Karima Bennoune's insightful book suggests that there is a third approach, superficially less attractive and certainly more difficult, but morally appropriate and more conducive to long-term success. Bennoune is the daughter of an Algerian university professor and intellectual who survived the nineties in Algeria under constant threat from fundamentalist death squads and yet maintained a principled support for civil society. Inspired in part by her father's example, Bennoune has woven together the stories of courageous dissidents in the Muslim (mostly Arab) world who despite the neglect of Western media and human rights organizations, have continued to attempt to navigate the Scylla and Charibdys (her metaphor) of fundamentalist terror and state oppression.
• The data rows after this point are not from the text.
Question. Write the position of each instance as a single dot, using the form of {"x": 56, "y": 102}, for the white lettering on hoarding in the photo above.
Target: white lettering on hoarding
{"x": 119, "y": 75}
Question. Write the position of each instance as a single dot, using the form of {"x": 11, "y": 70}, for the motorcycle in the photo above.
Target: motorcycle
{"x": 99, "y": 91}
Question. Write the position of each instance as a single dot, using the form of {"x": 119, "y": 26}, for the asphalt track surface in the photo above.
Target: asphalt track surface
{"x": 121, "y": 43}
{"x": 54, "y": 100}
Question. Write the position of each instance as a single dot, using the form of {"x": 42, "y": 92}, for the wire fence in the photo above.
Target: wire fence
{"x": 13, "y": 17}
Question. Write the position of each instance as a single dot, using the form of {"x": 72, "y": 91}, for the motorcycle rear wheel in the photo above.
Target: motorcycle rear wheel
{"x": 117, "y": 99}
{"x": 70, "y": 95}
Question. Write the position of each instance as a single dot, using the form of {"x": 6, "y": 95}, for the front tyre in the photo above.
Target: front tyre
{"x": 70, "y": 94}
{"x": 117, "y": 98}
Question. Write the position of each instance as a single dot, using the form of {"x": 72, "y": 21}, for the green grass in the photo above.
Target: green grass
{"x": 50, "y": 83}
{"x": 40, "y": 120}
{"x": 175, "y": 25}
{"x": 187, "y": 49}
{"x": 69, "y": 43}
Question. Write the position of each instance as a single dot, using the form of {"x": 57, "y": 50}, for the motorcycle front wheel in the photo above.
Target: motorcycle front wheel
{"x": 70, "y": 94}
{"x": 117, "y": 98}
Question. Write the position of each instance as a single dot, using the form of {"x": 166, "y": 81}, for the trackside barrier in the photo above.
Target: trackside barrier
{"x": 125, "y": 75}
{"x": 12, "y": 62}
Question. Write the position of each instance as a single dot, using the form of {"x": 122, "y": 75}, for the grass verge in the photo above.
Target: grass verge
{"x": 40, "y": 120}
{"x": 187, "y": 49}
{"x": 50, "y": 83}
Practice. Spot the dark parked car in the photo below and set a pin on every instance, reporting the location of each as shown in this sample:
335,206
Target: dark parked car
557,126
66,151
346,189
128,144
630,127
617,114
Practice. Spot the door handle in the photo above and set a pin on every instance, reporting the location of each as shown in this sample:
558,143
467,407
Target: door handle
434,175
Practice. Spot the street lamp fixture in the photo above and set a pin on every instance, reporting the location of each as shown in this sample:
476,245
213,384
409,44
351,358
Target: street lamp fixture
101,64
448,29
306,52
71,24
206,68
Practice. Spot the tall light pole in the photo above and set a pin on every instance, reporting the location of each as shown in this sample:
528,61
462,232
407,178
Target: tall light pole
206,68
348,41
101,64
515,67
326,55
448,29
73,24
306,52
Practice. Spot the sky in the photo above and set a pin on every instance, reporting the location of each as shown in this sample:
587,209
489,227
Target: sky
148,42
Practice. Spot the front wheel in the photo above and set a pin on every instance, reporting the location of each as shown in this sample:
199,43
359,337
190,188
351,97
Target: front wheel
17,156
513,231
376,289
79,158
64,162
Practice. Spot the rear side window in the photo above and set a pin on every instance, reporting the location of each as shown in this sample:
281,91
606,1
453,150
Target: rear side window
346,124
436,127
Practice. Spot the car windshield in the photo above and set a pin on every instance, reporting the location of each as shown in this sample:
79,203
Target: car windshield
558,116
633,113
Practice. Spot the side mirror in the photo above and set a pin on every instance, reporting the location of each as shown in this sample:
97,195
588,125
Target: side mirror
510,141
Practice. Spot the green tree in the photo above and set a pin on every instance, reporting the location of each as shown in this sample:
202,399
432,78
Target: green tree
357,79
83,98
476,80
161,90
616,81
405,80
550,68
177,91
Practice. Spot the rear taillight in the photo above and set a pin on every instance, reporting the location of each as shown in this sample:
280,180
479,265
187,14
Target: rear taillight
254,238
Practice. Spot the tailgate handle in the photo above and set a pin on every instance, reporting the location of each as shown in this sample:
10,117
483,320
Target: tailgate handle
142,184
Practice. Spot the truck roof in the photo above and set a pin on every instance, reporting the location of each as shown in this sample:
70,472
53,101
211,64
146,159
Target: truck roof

Bennoune boldly, and I think correctly, asserts that the first bulwark and the last refuge against these twin evils is assertion of the rights of women in civil society. Women's rights are consistently among the first targets of fundamentalist violence, and state sponsorship of religion quickly curtails the rights of everyone who does not conform to the ethos of the prevailing regime. Thus it is no surprise that many of Bennoune's heroes are women who have opposed fundamentalist terror, both those who have risked or lost their lives and those who bear witness to the slaughter of their family and friends. In this sense, this is not an easy book to read, in light of the scale of suffering and the gruesome tactics employed against anyone who dares stand for simple human values.
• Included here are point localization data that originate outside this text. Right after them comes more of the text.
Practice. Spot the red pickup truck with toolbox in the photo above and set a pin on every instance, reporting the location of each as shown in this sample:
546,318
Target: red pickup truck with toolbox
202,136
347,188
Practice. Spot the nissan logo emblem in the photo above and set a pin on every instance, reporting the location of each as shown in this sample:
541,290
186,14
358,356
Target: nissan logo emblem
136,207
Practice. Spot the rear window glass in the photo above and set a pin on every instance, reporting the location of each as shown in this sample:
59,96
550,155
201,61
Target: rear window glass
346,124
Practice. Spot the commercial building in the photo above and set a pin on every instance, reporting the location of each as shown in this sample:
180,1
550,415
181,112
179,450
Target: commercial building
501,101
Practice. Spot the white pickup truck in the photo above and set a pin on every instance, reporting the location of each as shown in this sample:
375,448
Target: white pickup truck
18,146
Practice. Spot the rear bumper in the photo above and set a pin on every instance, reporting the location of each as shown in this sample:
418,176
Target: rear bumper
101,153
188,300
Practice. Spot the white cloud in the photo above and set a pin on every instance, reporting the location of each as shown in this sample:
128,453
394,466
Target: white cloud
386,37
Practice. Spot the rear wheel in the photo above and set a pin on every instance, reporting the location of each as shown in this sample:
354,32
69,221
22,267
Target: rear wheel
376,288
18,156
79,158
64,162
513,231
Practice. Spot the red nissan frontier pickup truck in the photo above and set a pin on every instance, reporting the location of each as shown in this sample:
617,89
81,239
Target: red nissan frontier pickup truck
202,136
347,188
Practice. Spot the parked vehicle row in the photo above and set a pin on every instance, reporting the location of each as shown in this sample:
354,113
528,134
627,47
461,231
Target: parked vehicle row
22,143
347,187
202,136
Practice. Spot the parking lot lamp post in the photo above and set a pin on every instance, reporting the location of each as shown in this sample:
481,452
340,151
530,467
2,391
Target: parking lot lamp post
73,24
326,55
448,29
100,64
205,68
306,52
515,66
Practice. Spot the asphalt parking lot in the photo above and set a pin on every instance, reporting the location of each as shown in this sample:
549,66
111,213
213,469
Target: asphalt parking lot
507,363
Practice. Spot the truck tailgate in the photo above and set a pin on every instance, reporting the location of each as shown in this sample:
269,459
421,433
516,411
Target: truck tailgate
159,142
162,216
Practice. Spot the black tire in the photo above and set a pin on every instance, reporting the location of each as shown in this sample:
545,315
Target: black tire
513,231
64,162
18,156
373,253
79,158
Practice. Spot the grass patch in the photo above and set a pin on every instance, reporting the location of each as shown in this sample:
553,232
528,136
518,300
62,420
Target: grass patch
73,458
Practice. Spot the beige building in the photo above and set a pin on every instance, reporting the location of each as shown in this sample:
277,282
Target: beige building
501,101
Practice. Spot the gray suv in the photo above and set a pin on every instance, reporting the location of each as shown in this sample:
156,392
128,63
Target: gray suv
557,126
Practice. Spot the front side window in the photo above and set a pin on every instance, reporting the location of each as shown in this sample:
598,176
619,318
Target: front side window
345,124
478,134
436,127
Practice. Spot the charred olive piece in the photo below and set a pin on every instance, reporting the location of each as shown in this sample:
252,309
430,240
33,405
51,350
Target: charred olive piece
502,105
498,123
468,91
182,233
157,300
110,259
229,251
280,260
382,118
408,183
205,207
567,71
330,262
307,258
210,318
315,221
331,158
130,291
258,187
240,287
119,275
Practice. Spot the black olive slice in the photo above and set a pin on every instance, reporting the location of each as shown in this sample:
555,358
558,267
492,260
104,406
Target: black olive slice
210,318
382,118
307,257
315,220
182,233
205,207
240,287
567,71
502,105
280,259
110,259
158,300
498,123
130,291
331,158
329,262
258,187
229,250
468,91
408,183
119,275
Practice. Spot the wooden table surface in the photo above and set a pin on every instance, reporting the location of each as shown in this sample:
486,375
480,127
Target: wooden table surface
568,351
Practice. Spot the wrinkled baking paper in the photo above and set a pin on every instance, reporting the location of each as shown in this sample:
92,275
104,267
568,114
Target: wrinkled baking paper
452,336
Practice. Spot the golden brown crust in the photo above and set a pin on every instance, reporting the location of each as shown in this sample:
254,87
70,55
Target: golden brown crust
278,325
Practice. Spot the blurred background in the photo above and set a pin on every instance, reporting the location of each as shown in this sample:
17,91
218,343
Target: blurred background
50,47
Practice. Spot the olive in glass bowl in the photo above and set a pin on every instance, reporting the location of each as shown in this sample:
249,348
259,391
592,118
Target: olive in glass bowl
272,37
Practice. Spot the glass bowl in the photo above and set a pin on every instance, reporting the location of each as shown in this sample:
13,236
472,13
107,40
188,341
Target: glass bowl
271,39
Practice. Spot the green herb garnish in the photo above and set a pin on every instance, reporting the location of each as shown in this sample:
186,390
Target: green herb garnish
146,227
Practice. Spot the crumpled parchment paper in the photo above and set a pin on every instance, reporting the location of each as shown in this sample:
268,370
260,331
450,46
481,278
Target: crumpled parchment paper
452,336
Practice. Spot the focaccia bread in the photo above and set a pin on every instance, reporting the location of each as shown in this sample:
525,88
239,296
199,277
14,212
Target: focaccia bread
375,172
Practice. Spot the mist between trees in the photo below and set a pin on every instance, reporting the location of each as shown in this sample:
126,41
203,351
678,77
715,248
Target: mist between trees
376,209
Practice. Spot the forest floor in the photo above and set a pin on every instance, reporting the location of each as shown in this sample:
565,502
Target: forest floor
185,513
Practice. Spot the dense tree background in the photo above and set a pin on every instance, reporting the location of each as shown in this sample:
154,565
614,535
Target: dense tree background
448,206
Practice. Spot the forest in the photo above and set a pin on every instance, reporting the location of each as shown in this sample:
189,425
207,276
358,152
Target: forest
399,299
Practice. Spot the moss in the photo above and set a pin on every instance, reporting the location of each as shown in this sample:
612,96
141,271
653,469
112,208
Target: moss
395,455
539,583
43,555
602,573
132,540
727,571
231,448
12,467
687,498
One more point that Bennoune makes quite tellingly, however, is that however neglected they may be, the courageous champions of civil society, democracy, women's rights, and the rule of law whose struggles she memorializes are largely Muslims or at least citizens of Muslim states. Bennoune is at pains to shatter the perception that the Muslim world is no more than a seething cauldron of radical Islamism, and she issues a cri de coeur on behalf of the people in Muslim societies seeking to build — and rebuild — civil society.